The Purported Google Search Algorithm Leak Makes This One Point Abundantly Clear (And It's Not What You Think)

The recent purported leak of Google's Search algorithm has provided a rare glimpse into the intricate operations behind the world's most widely used search engine. This leak, which allegedly includes over 2,500 pages of API documentation, suggests that Google's public guidance for creating "people-first content" may not align with its actual ranking practices.

Google has long emphasized the importance of content that demonstrates expertise, authoritativeness, and trustworthiness (E-E-A-T), encouraging website owners to focus on creating content for users, not search engines. However, the leaked documents suggest that Google's ranking system relies on a variety of metrics that the company has publicly downplayed or denied, such as "siteAuthority," Chrome data, and click metrics.

The leaked documents also indicate that factors like freshness, links, branding, and change history play significant roles in Google's ranking system. Furthermore, content can be demoted for reasons such as links not matching the target site or the presence of inappropriate content.

This leak underscores the discrepancy between Google's public statements and its actual practices, raising questions about the transparency of its operations. It also highlights the importance of understanding Google's ranking system for website owners and content creators, given the high stakes in terms of traffic and revenue.

However, the complexity of the leaked documents means that their interpretation may lead to incomplete or incorrect conclusions. As the SEO and content industry continues to analyze these documents, we may gain further insights into the inner workings of Google Search.

In the meantime, this leak serves as a reminder that Google's Search algorithm remains a closely guarded secret, and the company's public statements should be viewed with a degree of skepticism.

Google’s Search Algorithm Purportedly Leaked

According to reports, SparkToro has obtained over 2,500 pages of API documentation from Google's internal "Content API Warehouse." These documents were allegedly leaked on GitHub in March 2024 but were later removed.
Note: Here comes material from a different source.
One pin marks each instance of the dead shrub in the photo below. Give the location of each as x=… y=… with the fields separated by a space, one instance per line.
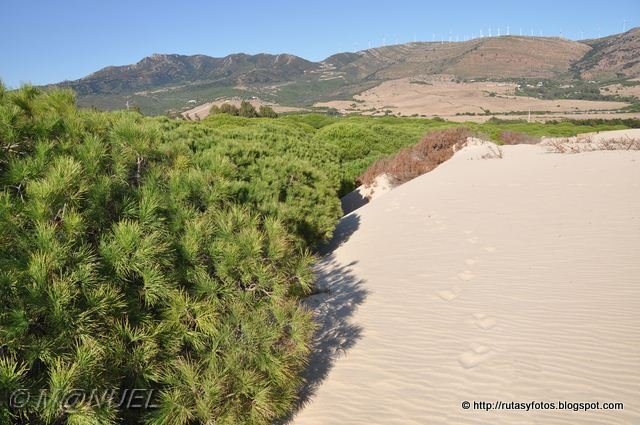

However, versions v0.4.0 and v0.5.0 of google_api_content_warehouse can still be found on Hexdocs. It is important to note that we at Android Authority cannot verify the authenticity of these leaked documents, so reader discretion is advised.

The leaked documentation appears to offer a rare glimpse into the inner workings of Google Search's algorithm, without directly revealing the weight assigned to different characteristics of websites or their content. Instead, it provides insights into the data Google collects from websites and web pages.

What Happens Behind the Scenes When People Run a Google Search?

A Google Search query may seem like an innocent and inconsequential action to a consumer like you, but it is oiling the wheels of a multi-million dollar industry. So, to understand the gravity of the leak, it is crucial to understand what happens when you do a Google Search.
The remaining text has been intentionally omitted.